そして低く響き渡るような鐘の音が外から聞こえてきた。

「お、はっきり聞こえた」

「もう……今年も終わりなんですね」

愛理沙はしみじみとした表情でそう言った。

由弦も鐘の音に耳を傾けながら、今年の出来事について思いを巡らせた。

「そう言えば……お願いは叶った?」

「……お願い?」

「今年の初詣のお願い」

由弦がそう答えると愛理沙は苦笑した。

愛理沙が約一年前、神社で願ったのは「今年も由弦さんと一緒に過ごせますように」という内容だった。

聞くまでもない。

今も一緒にいるのだから。

「はい。……由弦さんはどうですか」

「俺も叶ったよ」

由弦も苦笑しながら答えた。

由弦の願いも愛理沙と同じなのだから、言うまでもない話だ。

「初詣と言えば……明日の朝は早いですから。音が鳴り終わったら、早く寝ないとですね」

今年は友人たちと一緒に、初詣に行く約束をしている。

初日の出を拝もうというわけではないので、日が昇る前に起きる必要はないが、それでも約束は午前中のそれなりに早い時間帯だ。

「そうだね」

由弦は愛理沙の言葉に頷いた。

二人ともすでに入浴は済ませているため、後は寝るだけだ。

「しかし……そうか。
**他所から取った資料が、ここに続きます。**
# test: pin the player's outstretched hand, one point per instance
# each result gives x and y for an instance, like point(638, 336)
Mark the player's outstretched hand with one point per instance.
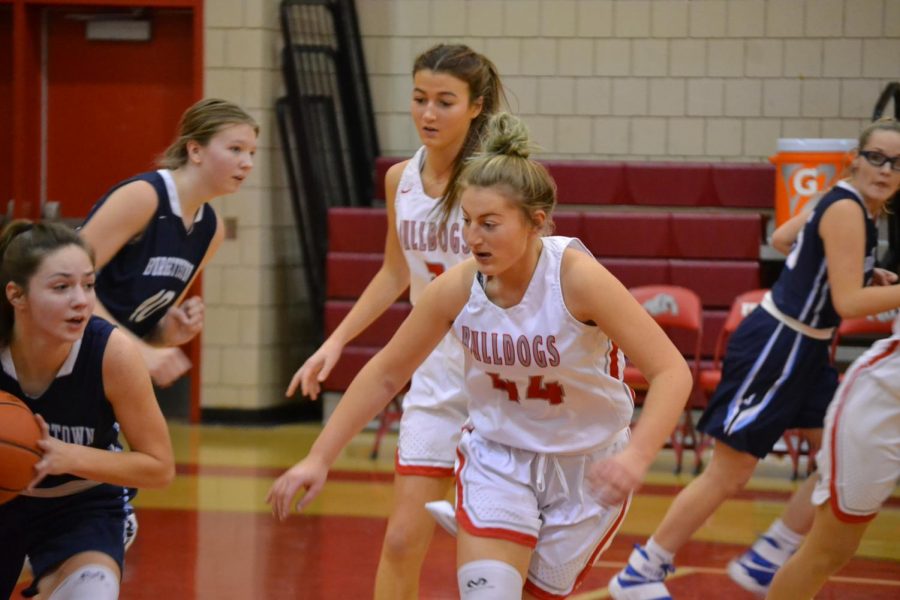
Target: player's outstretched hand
point(183, 322)
point(307, 475)
point(612, 479)
point(315, 370)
今年ももう終わりか」

由弦はそう言いながら愛理沙の顔をまじまじと見つめた。

愛理沙は不思議そうにきょとんと首を傾げる。

由弦はそれでも尚、見つめる。

愛理沙は困った様子で苦笑いを浮かべる。

さらに由弦が顔を近づけると、さすがに恥ずかしくなったのか目を背けた。

「な、何なんですか……一体」

「今年の愛理沙も見納めだから、今のうちに見ておこうと思って」

「あと一時間で変わりませんよ」

「それを言ったら新年に何もないじゃないか」

由弦はそう言いながら愛理沙の肩に手を置き、自分の方へと引き寄せた。

愛理沙は由弦の意図を察したのか、渋々という態度で――しかし満更でもなさそうな表情で――由弦に顔を近づけた。

「今年最後の……いいかな?」

「……ご自由にどうぞ」

由弦は愛理沙の言葉通り、ご自由にすることにした。

片方の手を背中に回して抱き寄せ、もう片方の手を頭の後ろに回して顔を支える。

「んっ……」

そして唇を合わせた。

今年最後の接吻ということもあり、普段よりも長く、そして深くする。

それからゆっくりと、唇を放した。

同時に鐘が鳴る。

二人は揃って時計を見た。

時刻は丁度、二十四時。

一つの年が終わり、一つの年が始まった。

「明けましておめでとう、愛理沙」

「はい。おめでとうございます」

二人は笑顔を浮かべた。

それから由弦は愛理沙に切り出す。

「ところで新年最初の……」

由弦が言い終わるよりも先に、愛理沙の唇が由弦の唇を塞いだ。

先手を取られた由弦は目を大きく見開いた。

愛理沙はゆっくりと唇を離す。

「今年の由弦さんの初めて、もらっちゃいました」

唇に指を当てながら、愛理沙は悪戯っぽく微笑んだ。